Decoder only LLMs are Markov chains with sophisticated models of the state space. Anyone familiar with Hamiltonian Markov Chains will know that for good results you need a warm up period so that you're sampling from the typical set which is the area with generally the highest probability density in the distribution (not necessary the high propbability/maximum likelihood).
I have spent a lot of time experimenting with Chain of Thought professionally and I have yet to see any evidence to suggest that what's happening with CoT is any more (or less) than this. If you let the model run a bit longer it enters a region close to the typical set and when it's ready to answer you have a high probability of getting a good answer.
There's absolutely no "reasoning" going on here, except that some times sampling from the typical set near the region of your answer is going to look very similar to how human reason before coming up with an answer.
In RNNs and Transformers we obtain probability distribution of target variable directly and sample using methods like top-k or temprature sampling.
I don't see the equivalence to MCMC. It's not like we have a complex probability function that we are trying to sample from using a chain.

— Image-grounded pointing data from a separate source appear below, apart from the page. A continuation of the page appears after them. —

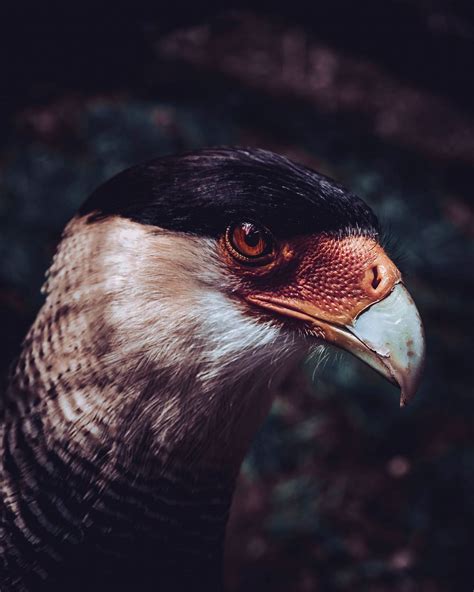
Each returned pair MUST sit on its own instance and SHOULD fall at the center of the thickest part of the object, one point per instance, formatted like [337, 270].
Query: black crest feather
[203, 192]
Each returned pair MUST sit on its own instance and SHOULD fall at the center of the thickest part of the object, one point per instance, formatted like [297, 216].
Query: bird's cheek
[330, 278]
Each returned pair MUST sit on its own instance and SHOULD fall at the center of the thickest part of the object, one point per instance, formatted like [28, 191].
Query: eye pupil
[248, 241]
[252, 235]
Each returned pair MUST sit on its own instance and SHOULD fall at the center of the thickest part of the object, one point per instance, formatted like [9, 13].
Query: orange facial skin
[320, 277]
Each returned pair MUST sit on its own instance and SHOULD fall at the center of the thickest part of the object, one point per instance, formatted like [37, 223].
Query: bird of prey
[180, 288]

It's just logistic regression at each step.
How does MC warm-up fit with LLMs? With LLMs you start with a prompt, so I don't see how "warm up" applies.

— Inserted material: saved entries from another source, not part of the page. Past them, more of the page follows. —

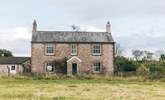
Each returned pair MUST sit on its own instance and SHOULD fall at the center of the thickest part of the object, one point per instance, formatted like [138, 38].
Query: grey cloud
[92, 9]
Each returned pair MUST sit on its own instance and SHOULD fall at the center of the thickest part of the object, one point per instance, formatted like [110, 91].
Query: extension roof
[13, 60]
[71, 36]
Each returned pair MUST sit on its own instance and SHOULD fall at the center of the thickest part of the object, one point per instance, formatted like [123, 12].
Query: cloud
[99, 9]
[16, 40]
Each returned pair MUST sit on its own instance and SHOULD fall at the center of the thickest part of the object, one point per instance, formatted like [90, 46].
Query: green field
[70, 89]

You're not just sampling from them like some MC cases.
> If you let the model run a bit longer it enters a region close to the typical set and when it's ready to answer you have a high probability of getting a good answer.
What does "let the model run a bit longer" even mean in this context?
I don't understand the analogy.
If I'm using an MCMC algorithm to sample a probability distribution, I need to wait for my Markov chain to converge to a stationary distribution before sampling, sure.
But in no way is 'a good answer' a stationary state in the LLM Markov chain. If I continue running next-token prediction, I'm not going to start looping.